A new default restraint library for the protein backbone in Phenix: a conformation-dependent geometry goes mainstream.

Chemical restraints are a fundamental part of crystallographic protein structure refinement. In response to mounting evidence that conventional restraints have shortcomings, it has previously been documented that using backbone restraints that depend on the protein backbone conformation helps to address these shortcomings and improves the performance of refinements [Moriarty et al. (2014), FEBS J. 281, 4061-4071]. It is important that these improvements be made available to all in the protein crystallography community. Toward this end, a change in the default geometry library used by Phenix is described here. Tests are presented showing that this change will not generate increased numbers of outliers during validation, or deposition in the Protein Data Bank, during the transition period in which some validation tools still use the conventional restraint libraries.

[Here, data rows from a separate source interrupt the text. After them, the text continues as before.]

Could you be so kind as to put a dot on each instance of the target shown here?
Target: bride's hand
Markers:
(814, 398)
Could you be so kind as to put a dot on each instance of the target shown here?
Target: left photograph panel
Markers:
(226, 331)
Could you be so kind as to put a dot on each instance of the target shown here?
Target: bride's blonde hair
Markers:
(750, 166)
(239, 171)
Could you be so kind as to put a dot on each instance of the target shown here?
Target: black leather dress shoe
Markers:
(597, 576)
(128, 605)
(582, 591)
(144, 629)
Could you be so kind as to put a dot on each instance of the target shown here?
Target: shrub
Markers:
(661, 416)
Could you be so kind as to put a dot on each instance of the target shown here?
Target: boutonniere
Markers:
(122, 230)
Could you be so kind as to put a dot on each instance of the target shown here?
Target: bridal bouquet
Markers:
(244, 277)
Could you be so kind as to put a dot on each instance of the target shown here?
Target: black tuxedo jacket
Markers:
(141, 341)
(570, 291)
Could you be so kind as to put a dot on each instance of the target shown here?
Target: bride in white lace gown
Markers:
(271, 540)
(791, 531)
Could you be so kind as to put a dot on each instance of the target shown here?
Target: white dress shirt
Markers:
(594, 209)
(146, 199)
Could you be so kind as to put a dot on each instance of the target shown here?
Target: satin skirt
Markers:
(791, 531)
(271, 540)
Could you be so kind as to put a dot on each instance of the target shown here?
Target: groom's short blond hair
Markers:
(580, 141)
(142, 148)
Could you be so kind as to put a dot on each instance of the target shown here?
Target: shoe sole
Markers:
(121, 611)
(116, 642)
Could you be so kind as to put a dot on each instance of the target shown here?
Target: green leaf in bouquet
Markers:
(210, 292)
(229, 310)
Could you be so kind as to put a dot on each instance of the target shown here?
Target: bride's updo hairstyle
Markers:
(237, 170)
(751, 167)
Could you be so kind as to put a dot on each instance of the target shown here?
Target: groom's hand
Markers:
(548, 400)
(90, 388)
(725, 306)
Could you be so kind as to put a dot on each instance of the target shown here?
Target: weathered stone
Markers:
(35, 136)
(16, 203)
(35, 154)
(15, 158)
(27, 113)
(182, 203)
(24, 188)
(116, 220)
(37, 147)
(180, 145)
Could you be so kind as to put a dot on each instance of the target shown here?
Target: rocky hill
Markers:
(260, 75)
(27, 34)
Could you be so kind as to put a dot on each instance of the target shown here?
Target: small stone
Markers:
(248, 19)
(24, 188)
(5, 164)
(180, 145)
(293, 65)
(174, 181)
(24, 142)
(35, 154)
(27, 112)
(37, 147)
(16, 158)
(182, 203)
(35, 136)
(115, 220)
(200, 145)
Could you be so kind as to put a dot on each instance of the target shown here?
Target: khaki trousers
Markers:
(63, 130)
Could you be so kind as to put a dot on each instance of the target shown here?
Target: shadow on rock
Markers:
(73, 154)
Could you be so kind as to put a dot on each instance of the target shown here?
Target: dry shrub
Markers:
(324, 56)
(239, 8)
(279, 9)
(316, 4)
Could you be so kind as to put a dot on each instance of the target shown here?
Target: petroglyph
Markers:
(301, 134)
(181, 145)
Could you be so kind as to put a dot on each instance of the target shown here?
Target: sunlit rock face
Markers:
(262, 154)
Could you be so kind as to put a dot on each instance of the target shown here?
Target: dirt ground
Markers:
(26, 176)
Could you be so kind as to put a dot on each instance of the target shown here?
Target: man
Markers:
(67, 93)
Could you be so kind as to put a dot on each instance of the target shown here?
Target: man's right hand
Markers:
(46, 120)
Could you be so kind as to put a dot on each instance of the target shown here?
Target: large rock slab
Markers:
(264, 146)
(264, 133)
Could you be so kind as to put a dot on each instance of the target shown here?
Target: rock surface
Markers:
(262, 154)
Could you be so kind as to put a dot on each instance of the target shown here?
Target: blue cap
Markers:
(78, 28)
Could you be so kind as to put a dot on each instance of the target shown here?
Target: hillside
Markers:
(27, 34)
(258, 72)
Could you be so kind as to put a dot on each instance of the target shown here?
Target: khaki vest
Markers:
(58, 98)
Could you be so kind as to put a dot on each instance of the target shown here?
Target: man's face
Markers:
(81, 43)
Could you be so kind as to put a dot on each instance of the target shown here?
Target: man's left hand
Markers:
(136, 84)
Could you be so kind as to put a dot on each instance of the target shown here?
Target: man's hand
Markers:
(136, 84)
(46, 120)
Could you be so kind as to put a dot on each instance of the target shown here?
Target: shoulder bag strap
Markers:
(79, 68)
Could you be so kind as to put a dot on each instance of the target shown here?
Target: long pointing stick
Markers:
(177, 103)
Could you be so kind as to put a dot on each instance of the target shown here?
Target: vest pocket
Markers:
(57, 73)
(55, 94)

Since the mid-1980s (see, for example, Scarsdale et al., 1983 ▸; Schäfer et al., 1984 ▸), quantum-mechanics calculations have shown that the backbone bond angles of dipeptide model compounds vary substantially with protein conformation (i.e. the φ and ψ torsion angles). This was later confirmed to occur in proteins (Jiang et al., 1995 ▸; Karplus, 1996 ▸), but remained a little known reality until it was suggested that accounting for this behaviour might resolve a controversy about how best to handle restraints in protein crystallographic refinements (Karplus et al., 2008 ▸). Shortly thereafter, an analysis was carried out that codified how backbone bond lengths and angles were observed to change with conformation in a large set of protein crystal structures solved at 1 Å resolution or better (Berkholz et al., 2009 ▸). It was concluded that the bond-angle variations were reliably determined and substantial in size, but that the bond-length variations were less reliably determined and also so small as to be of little importance in modeling accuracy. In an accompanying highlight article (Dauter & Wlodawer, 2009 ▸) it was stated ‘Hopefully, the structural biology community will soon adopt the ideas’.

From the above results, a formalized empirical conformation-dependent library (CDL) for trans-peptide backbone restraints was developed (Tronrud et al., 2010 ▸) and was tested in protein crystallographic refinement using the TNT (Tronrud et al., 1987 ▸) and SHELXL (Sheldrick, 2008 ▸) refinement programs. For the test-case structures studied, these tests showed that using the CDL (v.1.2) instead of a common conventional restraint library (Engh & Huber, 2001 ▸) led to much lower bond-angle residuals with little change in the R factors (Tronrud et al., 2010 ▸; Tronrud & Karplus, 2011 ▸). The tests also revealed the rather striking result for ultrahigh-resolution structures that even those that had been refined using the conventional restraint library as target values had bond angles that agreed more closely with the CDL. As ultrahigh-resolution analyses allow the most accurate bond-angle determinations, this provided powerful validation for the greater accuracy of the CDL.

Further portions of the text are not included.